With the rise of Uber, Airbnb, and TaskRabbit, there’s a sinking suspicion that the traditional 9-5 job is being replaced by flexible, independent contract work. But, despite the existence of multiple billion-dollar Silicon Valley startups hiring an army of independent contract workers, economists have had difficulty finding any evidence that Americans were more likely to be self-employed.
“Proof of a ‘Gig Economy’ Revolution Is Hard to Find,” said a recent Wall Street Journal article, noting that the share of self-employed workers has shrunk from 7.7 percent to 6.5 percent in the last decade.
But, delicious new data from George Mason’s Eli Dourado and Christopher Koopman finds that the sharing economy is, indeed, growing. “The shift toward more contract work is a real and dramatic change in the labor market,” they write.
Their data is based on the explosion of independent contractor forms (1099) issued by the IRS. Since 2000, 1099s have gone up 22 percent, while the traditional W-2 forms have stagnated (graph below).
Previous data on the gig economy was based on survey data. But, if an Uber driver also has a part-time job on the side, they may not declare on a survey that they are “self-employed.”
Why is this happening? Is Silicon Valley creating the future of work, or are they responding to changes in the economy?
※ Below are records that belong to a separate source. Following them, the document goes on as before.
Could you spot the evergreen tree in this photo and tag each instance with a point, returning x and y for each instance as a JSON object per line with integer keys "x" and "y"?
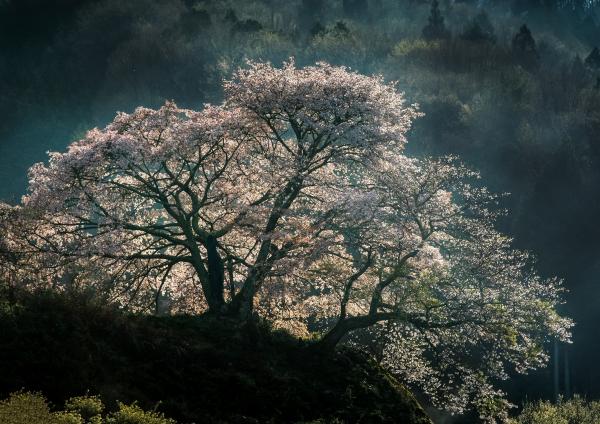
{"x": 524, "y": 48}
{"x": 593, "y": 59}
{"x": 435, "y": 28}
{"x": 355, "y": 8}
{"x": 480, "y": 30}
The authors claim that Silicon Valley is taking advantage of larger changes in the economy, known as “dynamism”—the rate at which jobs are created and destroyed.
“This falling dynamism, which long predates the rise of the sharing economy, presents new challenges for those seeking traditional employment,” they write. With fewer job openings and fewer people leaving their cushy positions, a new class of worker has turned to independent contracting.
Lack of dynamism during recessions has been especially good for companies such as Uber and Airbnb. Folks were less likely to switch jobs and fewer companies were hiring. As a result, the unemployed turned to Silicon Valley for a quick paycheck.
Should there be another recession, opportunities for the sharing economy could once again expand. Either way, this is convincing data that contract work appears to be the future of labor.